A slight bump in the road occurs, occasionally, when I go off the deep end and slide into sugar and wine oblivion. Sometimes it is just a slight curve and I put my hands on the wheel and do a quick course correction. Then there are the times when I head straight down the bank and end up in a ditch hoping someone will find me before it is too late.

This sounds dire. I sound like there is a cause for an intervention. It is not that bad. Really. Because the one thing I know about me better than anyone is my own slippery slope. I used to blame it on PMS, but I can’t do that anymore since there is no more of that. There is definitely a time limit on using the C word too, coming up on two and half years already, I think I have used that excuse for going off the deep end enough. “Enough already,” I can hear my grandmother’s voice in my head say.

So what is it? Why do I have this constant yo-yo where I can feel so incredible and unstoppable, not drinking any wine or eating any sugar that it causes me to almost self-sabotage, like there is some force greater than me saying, “Oh yeah? You feel this good? We’ll fix that.” I know every time I break my flow with “just one glass of wine” or “just one brownie,” I am off and running. Before I know it, I have eaten like an entire cake and drank way too many bottles of wine on the front porch.

Why does this happen? A normal person (if there is such a thing) would say, “Well, Alayne, if you know this is your pattern, then why must you incessantly rewind, repeat?” Sounds so simple. I am a smart successful and generous entrepreneur. I “live life to the fullest” following my brother’s instructions from his death bed like there is no tomorrow. I know better. But yet, I slide.
I have worked incessantly on myself for years trying to understand this pattern of mine.

The funny thing about twists and turns is that I only realize the ‘why’ part after the deep dive. During the dive, when it would be most advantageous to catch myself, is too late. I am ALL in. Whipping up blueberry cake, chocolate babka and cheese-ladened Mexican lasagna filled with dairy that surely would make my breast cancer doctor wince with estrogenic pain.

What I have realized with this last wild ride is that this happens when I am stressed. It is not some self sabotage at all. In fact, I like myself, I am happy with my world, why the hell would I need to sabotage this life I have made with my own two hands? But yet here I am. The weekend after too much wine and too much babka.
Stress.

Cortisol.

High stress=High Cortisol levels.

High cortisol levels=constant fight or flight mode. But there is no fight and there is no flight except to the refrigerator and thus the fatigue subsides as soon as the first sip of wine or the first bite of cake.

It is immediate. And it is satisfying- this temporary fix that no amount of self talk can persuade otherwise. Cortisol is pure power. It is what has made humanity sustain itself. But humanity, these days, is not the same as it was when survival was literal. Survival these days is dealing with the stressors that our bodies and minds could never be prepared for. On top of this, there is the constant brain workings of my mind with thousands of ideas and trying to execute many at the same time.

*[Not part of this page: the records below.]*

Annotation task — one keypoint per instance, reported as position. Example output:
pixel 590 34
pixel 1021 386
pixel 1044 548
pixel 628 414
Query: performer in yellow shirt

My mind holds the ideas, but what I lack is the reality of how much time each idea is really going to take. This is where my stressors are. So much work, SO little time. I am convinced that as much as we talk about nutrition as being a precursor to cancer, my gut tells me it is cortisol’s constant production in my system. This is why I exercise and meditate- to attempt to create tools to wind down this overactive brain of mine. And it really helps.

But sometimes I just need to eat cake and drink wine. This really helps too. Except that after a few days of it, my heart starts to race and my head starts to think negative thoughts that were definitely not there before I did my deep dive. The effects of meditation and exercise and healthy eating are cumulative. The effects of wine and cake are immediate and sometimes I just need immediate.